The party was established at the founding congress in Mykolaiv on 18 August 2010 and was then named the Ukrainian Radical-Democratic Party. Under this name, it was registered with the Ministry of Justice of Ukraine on 28 September 2010. At the time, the party was led by Vladyslav Telipko.

Radical Party of Oleh Liashko 
During its third party congress on 8 August 2011, Oleh Liashko was elected the new party leader. The same day, the party changed its name to the Radical Party of Oleh Liashko.

At the 2012 Ukrainian parliamentary election, the party won 1.08% of the national votes and 1 constituency (it had competed in 28 constituencies) for its leader Liashko, who did not join a faction in the Verkhovna Rada. The party was most successful in Chernihiv Oblast, where it received 10.69 percent of the vote, finishing fifth. The constituency that Liashko won was also located in Chernihiv Oblast.

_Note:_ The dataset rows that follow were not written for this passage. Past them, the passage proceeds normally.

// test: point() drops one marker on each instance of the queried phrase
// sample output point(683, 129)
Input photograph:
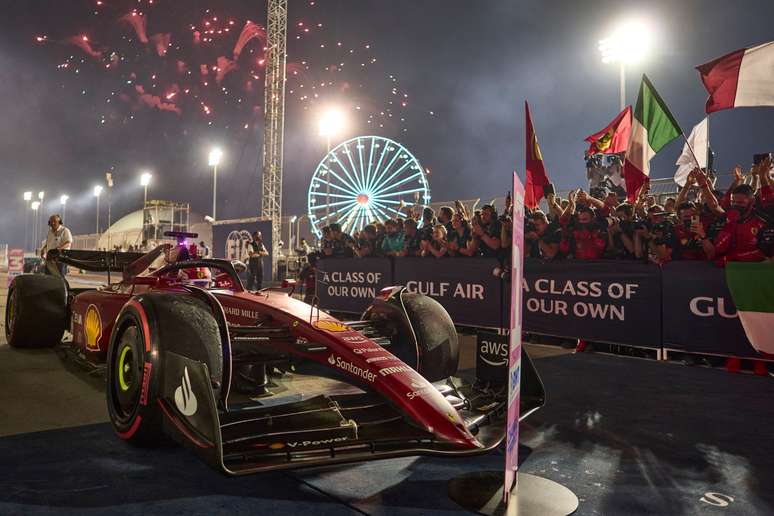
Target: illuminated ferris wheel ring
point(364, 180)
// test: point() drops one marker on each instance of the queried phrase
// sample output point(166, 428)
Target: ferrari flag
point(753, 296)
point(743, 78)
point(615, 137)
point(653, 127)
point(537, 177)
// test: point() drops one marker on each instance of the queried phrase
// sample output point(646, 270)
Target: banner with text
point(608, 301)
point(699, 313)
point(351, 284)
point(465, 287)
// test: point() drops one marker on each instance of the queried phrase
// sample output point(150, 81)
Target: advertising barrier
point(683, 306)
point(351, 284)
point(466, 287)
point(608, 301)
point(698, 312)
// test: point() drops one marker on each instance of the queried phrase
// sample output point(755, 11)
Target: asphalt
point(629, 436)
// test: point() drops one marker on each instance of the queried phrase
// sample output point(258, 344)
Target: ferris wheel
point(364, 180)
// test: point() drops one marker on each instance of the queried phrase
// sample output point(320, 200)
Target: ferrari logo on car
point(331, 326)
point(92, 327)
point(185, 400)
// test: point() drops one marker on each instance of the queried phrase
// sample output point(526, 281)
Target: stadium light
point(214, 160)
point(629, 43)
point(145, 178)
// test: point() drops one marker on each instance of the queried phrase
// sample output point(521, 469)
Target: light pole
point(41, 196)
point(145, 178)
point(630, 42)
point(290, 233)
point(63, 201)
point(214, 160)
point(35, 205)
point(27, 199)
point(97, 193)
point(331, 123)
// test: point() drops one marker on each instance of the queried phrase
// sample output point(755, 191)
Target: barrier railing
point(682, 306)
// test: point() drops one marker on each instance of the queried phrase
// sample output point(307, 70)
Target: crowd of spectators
point(452, 232)
point(701, 223)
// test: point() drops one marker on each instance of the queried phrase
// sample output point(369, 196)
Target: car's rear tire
point(147, 327)
point(36, 311)
point(436, 336)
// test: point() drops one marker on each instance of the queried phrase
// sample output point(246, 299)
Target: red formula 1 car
point(256, 381)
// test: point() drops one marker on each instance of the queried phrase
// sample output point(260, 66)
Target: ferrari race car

According to political scientist Tadeusz A. Olszański, in mid-September 2014 the party was "a typical one-man party, centred around Oleh Liashko; its real organisational potential remains a mystery". At the 2014 Ukrainian parliamentary election, the party's list was led by Liashko, with Serhii Melnychuk, commander of the Aidar Battalion, in third place, singer Zlata Ognevich in fourth place and Yurii Shukhevych, son of the military leader of the Ukrainian Insurgent Army Roman Shukhevych, in fifth place. At the election, the party won 22 seats. It received support from rural and regional voters who had previously supported Fatherland.

On 21 November 2014, the party became a member of the coalition supporting the second Yatsenyuk government and sent one minister into this government.

On 3 June 2015, the parliament stripped the party's MP Serhii Melnychuk of his parliamentary prosecutorial immunity rights as he was accused of forming a criminal gang, abductings and threatening people.

The Radical Party left the second Yatsenyuk government coalition on 1 September 2015 in protest over a vote in parliament involving a change to the Ukrainian Constitution that would lead to decentralization and greater powers for areas held by pro-Russian separatists. According to party leader Liashko, the party "can't stay in the coalition after anti-Ukrainian changes to the constitution, initiated by the president, were approved against the will of three parties of the coalition". He was referring to his own party, Self Reliance and Fatherland.

In the 2019 Ukrainian parliamentary election the party lost all its parliamentary seats, 
it gained about 1% too little to clear the 5% election threshold and also did not win an electoral district seat. The party had participated in 65 single-mandate majority electoral districts.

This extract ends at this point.